Thetford Mines (Canada 2021 Census population 26,072) is a city in south-central Quebec, Canada. It is the seat of Les Appalaches Regional County Municipality.
The city is located in the Appalachian Mountains, 141 miles northeast of Montreal and 107 km south of Quebec City.
It is known mostly as the asbestos capital of Canada.

History 

Before European colonization, the Abenaki inhabited the Thetford Mines region.
A village was founded in 1876 after the discovery of large asbestos deposits in the area.
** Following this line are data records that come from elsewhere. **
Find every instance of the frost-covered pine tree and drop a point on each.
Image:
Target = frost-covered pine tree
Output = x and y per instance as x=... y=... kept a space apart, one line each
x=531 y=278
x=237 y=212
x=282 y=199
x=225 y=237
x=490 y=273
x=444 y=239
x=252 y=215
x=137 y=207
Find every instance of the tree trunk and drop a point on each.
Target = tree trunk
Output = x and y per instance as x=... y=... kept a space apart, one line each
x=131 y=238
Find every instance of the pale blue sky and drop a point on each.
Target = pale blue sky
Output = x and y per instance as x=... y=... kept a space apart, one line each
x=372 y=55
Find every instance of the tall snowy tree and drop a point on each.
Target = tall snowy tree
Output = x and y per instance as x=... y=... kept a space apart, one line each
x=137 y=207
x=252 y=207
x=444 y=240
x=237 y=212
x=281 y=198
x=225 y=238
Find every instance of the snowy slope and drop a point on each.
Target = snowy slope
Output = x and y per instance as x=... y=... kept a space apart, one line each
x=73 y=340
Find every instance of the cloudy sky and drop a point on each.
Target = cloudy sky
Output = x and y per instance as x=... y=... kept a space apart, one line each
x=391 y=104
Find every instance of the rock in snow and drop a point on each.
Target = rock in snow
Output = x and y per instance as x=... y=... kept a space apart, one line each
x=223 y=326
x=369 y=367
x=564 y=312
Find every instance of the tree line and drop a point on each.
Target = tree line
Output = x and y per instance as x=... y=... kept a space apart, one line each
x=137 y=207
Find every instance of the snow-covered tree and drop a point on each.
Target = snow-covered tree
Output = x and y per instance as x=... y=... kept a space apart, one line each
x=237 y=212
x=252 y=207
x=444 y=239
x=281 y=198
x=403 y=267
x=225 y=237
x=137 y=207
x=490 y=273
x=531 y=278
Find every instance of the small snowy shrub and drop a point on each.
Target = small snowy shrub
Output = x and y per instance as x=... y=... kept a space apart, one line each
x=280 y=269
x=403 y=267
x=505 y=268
The village incorporated as Kingsville (named after William King, an important mine owner) in 1892. A few years later, in 1905, Kingsville was renamed after the Township of Thetford in which it was founded, which was named after the town of Thetford in Norfolk, England.

During the 20th century, Thetford Mines became a hub for one of the world's largest asbestos-producing regions. 
back then being called "Asbestos Capital of the World" and the "City of White Gold". In the boom times, there were seven mines operating in the area, employing 4,000 workers.
In 1949, asbestos miners in Asbestos and Thetford Mines began a strike lasting for almost five months which was one of the most violent labor conflicts in the history of Quebec.
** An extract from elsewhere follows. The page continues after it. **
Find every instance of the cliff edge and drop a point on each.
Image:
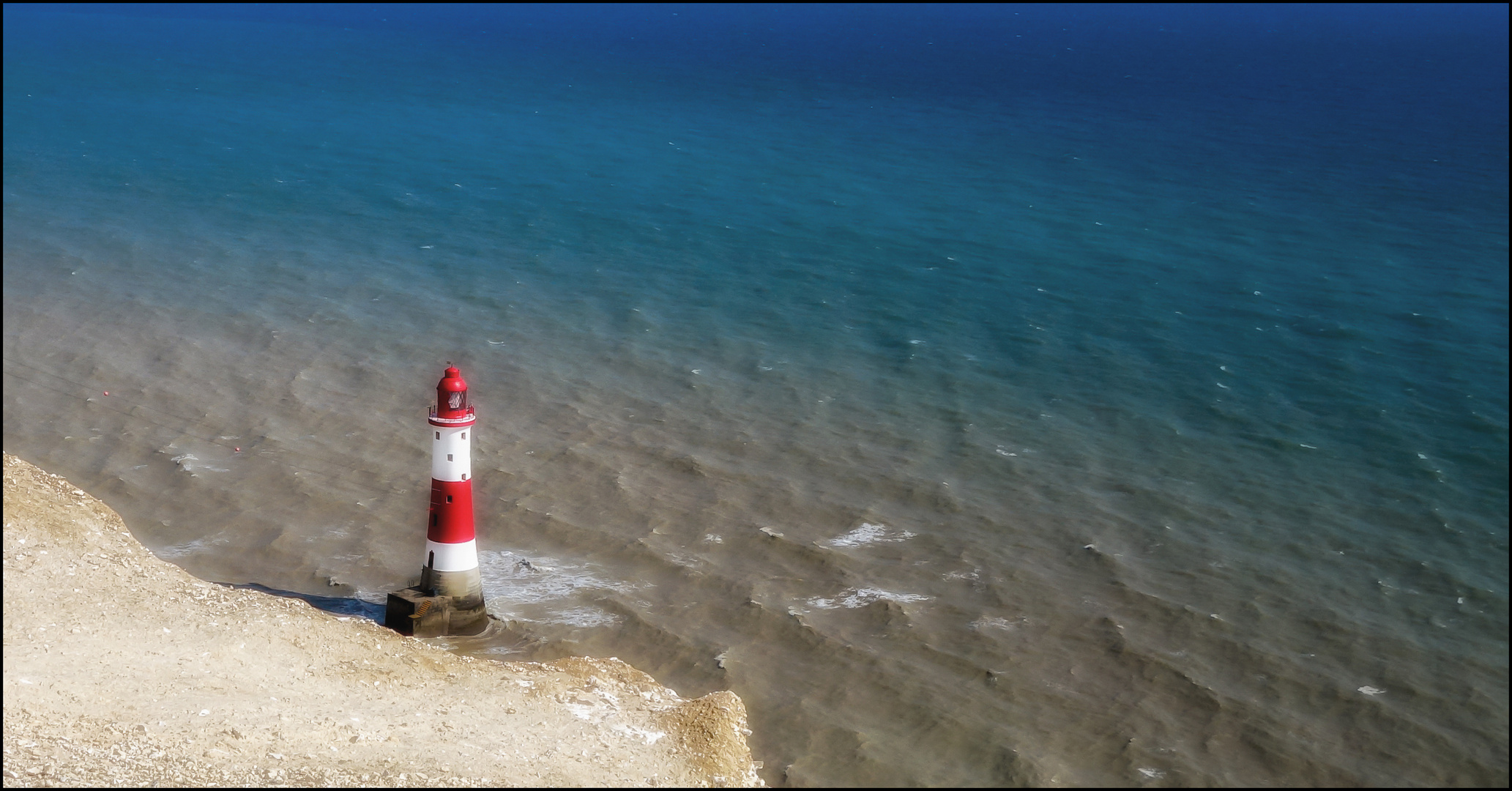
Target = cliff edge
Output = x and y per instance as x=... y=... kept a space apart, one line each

In 2001 the city expanded to its current boundaries, incorporating the nearby towns of Black Lake, Robertsonville, Pontbriand and Thetford-Sud.

When Canada banned the use of asbestos in schools and homes, after using it for years as insulation, the mines of Thetford Mines largely exported their asbestos to areas such as southeast Asia, the Middle East, and South and Central America. However, in 2012, the city’s last mine closed and Thetford Mines has developed other sectors, namely manufacturing.

The city of Thetford Mines is the seat of the judicial district of Frontenac.

Climate
The Köppen–Geiger climate classification system classifies its climate as humid continental (Dfb). Winters are very cold and snowy, while summers are warm and rainy when it receives more precipitation.

Demographics 
In the 2021 Census of Population conducted by Statistics Canada, Thetford Mines had a population of  living in  of its  total private dwellings, a change of  from its 2016 population of . With a land area of , it had a population density of  in 2021.

Activities

Winter
Given the abundance of snow for several months in winter, it is a popular area for snowmobiling and four-wheel drive vehicles as well as for downhill and cross-country skiing.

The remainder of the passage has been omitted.